I have blogged a few times about the course that I am teaching this semester (intro prob and stats for engineers). It’s a lot of fun to teach. I enjoy sharing some stories about statistics in the real world. I am posting a short list of the links I shared with my students this semester:
- When teaching Bayes rule, I took a tangent to discuss how statistics is important for understanding the health insurance debate. I tried to make the point that preventative health care never saves money (as some were claiming earlier in the year), since the basic premise is that many people are screened to treat just a few for disease. I referred my students a Shields & Brooks interview on the PBS New Hour. David Brooks explains this concept better than I can. PolitiFact.com provides a nice analysis on their Truth-O-Meter.

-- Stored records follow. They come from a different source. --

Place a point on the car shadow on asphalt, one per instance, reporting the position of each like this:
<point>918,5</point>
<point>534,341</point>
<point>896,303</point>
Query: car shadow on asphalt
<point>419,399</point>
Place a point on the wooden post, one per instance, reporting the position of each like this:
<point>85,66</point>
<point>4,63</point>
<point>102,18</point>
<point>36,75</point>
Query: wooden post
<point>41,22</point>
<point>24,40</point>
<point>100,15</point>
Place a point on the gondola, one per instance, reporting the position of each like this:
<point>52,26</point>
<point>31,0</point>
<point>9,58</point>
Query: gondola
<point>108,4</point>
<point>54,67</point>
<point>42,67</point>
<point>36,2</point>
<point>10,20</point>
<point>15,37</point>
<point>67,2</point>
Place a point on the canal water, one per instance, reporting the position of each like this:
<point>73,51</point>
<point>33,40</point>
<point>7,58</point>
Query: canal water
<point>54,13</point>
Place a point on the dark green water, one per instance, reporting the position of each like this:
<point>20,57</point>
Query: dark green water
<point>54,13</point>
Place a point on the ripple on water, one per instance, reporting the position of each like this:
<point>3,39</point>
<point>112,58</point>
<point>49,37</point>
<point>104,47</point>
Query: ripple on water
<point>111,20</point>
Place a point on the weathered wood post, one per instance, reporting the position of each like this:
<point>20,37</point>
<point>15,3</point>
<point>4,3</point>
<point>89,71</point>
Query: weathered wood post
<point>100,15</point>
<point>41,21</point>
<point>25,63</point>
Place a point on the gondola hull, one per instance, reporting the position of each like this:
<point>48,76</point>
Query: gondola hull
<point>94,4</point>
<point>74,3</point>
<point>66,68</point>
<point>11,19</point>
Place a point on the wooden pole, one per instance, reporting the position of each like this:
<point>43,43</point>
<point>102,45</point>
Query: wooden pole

- Before Election Day, we discussed how many people are driven by their civic duty to vote, particularly in years when there is a Presidential Election. With the additional drivers on the road, there are additional risks. A JAMA article indicates that these risks are statistically significant, when comparing election traffic to a set of equivalent control days. See the image below.
- Statistics is aimed at using small samples to make inferences about an entire population. Sometimes, samples are too small (the so-called Law of Small Numbers). Wayne Winston writes about the significance of small samples in analyzing NBA data. A great defense of small samples.
- A colleague shared an interesting link with me about how the max heartrate formula was devised. You have seen this formula that appears everywhere (Max heartrate = 220 – your age, a linear model). Sadly, this formula is not based on a rigorous statistical analysis. A doctor literally eyeballed it, and drew a line through a few points. Sadly, this poor implementation of linear regression is widely used, which on some level undermines what I was teaching in class.
- Richard Florida of The Atlantic wrote an article about the geography of obesity using linear regression, using state-level obesity data. His article has many nifty images, one of which is reproduced below.